Core Concepts
A training-free approach for open-vocabulary semantic segmentation that leverages diffusion-augmented visual prototypes and combines local and global similarities to segment input images.
Abstract
The paper proposes FreeDA, a training-free method for open-vocabulary semantic segmentation. The approach consists of two main stages:
Offline Prototype Generation:
A large set of textual-visual reference embeddings is generated in an offline stage.

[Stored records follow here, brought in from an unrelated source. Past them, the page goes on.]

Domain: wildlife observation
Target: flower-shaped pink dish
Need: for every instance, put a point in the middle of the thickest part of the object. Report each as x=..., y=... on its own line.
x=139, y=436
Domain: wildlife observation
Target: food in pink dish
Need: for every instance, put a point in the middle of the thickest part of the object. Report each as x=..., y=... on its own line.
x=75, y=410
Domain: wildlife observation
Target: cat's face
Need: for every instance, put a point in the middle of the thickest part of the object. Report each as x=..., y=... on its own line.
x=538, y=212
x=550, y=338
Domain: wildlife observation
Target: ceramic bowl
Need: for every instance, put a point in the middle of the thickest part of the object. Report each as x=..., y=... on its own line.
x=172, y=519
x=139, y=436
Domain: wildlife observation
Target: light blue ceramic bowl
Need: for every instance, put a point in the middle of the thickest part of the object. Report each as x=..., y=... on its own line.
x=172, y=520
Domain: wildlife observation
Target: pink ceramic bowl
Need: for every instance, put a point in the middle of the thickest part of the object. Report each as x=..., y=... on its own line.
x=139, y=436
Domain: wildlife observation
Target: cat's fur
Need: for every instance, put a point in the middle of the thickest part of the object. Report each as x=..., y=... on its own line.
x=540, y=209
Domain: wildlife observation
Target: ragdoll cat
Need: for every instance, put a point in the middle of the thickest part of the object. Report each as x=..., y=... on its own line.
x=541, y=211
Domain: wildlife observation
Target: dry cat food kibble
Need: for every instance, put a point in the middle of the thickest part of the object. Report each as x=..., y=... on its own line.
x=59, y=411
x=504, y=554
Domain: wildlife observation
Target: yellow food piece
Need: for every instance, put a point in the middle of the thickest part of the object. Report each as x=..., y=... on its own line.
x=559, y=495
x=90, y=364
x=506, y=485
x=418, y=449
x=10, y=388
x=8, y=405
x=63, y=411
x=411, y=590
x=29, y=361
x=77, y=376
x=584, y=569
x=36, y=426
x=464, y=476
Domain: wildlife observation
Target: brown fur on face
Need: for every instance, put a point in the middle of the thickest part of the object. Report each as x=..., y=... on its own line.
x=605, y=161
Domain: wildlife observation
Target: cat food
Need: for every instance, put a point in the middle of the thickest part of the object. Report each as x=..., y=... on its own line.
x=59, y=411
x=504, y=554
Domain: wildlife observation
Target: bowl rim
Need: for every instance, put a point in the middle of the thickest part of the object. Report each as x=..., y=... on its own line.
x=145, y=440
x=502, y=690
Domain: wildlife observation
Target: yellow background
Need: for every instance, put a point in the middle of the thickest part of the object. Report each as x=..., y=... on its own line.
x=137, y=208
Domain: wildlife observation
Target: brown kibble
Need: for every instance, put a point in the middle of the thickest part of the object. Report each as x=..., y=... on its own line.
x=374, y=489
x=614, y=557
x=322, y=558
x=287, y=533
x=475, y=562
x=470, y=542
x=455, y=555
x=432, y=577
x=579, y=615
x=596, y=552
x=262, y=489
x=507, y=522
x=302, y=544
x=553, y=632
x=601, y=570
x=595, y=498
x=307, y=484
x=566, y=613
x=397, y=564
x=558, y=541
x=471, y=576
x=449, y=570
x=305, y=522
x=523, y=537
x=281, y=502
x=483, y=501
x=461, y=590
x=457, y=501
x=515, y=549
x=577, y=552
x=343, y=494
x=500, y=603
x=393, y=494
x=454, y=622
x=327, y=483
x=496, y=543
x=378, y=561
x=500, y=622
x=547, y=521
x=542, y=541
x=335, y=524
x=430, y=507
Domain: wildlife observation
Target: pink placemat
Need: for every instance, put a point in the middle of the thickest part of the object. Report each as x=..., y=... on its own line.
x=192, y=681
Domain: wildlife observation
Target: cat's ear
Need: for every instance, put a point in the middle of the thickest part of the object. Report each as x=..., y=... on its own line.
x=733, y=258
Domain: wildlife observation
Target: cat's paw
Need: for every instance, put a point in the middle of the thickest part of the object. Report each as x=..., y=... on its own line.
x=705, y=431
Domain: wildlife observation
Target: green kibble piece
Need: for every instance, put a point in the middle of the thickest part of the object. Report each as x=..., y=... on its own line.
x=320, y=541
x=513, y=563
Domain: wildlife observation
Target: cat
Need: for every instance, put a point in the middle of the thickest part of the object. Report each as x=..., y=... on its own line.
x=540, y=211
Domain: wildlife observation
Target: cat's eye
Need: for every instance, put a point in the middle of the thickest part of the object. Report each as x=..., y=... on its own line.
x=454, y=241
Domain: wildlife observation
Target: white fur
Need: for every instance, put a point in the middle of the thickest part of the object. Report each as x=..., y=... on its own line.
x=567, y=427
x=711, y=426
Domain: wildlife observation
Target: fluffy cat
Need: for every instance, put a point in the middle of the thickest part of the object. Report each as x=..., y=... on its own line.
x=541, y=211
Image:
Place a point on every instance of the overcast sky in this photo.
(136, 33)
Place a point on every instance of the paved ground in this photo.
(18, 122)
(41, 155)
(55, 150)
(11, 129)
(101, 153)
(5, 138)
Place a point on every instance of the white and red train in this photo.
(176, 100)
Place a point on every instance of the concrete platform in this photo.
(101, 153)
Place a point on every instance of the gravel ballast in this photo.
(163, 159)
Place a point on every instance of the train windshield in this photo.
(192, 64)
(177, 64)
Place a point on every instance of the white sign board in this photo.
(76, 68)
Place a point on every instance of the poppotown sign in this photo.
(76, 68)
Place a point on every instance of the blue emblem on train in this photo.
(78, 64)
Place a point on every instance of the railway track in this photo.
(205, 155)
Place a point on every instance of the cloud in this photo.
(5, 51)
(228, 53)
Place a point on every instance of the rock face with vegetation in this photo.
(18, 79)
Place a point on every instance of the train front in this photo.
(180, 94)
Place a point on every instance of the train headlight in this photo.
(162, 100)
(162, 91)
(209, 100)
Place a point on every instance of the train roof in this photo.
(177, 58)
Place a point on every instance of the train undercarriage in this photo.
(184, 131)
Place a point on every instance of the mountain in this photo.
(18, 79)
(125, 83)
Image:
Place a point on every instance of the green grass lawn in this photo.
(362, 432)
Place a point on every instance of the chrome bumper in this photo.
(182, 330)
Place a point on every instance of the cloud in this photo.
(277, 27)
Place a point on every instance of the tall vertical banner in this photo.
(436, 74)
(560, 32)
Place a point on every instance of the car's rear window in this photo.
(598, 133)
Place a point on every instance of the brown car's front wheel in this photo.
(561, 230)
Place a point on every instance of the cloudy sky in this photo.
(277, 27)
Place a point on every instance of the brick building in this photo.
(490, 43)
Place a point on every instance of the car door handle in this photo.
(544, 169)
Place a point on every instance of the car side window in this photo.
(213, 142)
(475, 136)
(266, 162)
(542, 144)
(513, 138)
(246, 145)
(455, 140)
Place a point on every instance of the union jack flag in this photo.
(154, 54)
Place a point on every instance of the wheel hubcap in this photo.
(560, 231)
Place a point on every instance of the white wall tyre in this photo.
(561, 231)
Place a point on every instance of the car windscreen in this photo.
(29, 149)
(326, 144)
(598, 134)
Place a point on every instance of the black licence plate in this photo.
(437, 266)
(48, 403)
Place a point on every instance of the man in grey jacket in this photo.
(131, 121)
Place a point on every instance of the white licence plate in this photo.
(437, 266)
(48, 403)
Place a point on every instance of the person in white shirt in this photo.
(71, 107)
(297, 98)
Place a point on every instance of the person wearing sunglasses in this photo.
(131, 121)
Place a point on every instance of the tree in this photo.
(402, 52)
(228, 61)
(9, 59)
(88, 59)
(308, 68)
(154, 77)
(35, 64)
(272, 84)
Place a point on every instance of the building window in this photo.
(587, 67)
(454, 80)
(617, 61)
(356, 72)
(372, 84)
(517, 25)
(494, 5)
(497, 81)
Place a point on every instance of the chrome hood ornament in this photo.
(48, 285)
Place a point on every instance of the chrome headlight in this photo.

Textual captions are used to condition a diffusion model (Stable Diffusion) to generate synthetic images and corresponding localization masks.
The generated images are then used to extract visual prototypes by pooling self-supervised visual features (DINOv2) on the localization masks.
Textual keys are also extracted by embedding the caption words in their textual context.
Inference:
At test time, the input textual categories are used to retrieve the most similar textual keys from the pre-built index.
The corresponding visual prototypes are then used to compute local similarities with class-agnostic superpixel regions extracted from the input image.
Global similarities are also computed using a multimodal encoder (CLIP) to capture the overall semantic correspondence between the image and the input categories.
The local and global similarities are combined to assign each superpixel to the most relevant semantic class.
The experiments show that FreeDA achieves state-of-the-art performance on five open-vocabulary segmentation benchmarks, surpassing previous methods by a large margin without requiring any training.
Stats
The paper does not provide any specific numerical data or statistics. The focus is on the overall methodology and experimental results.
Quotes
There are no direct quotes from the paper that are particularly striking or support the key logics.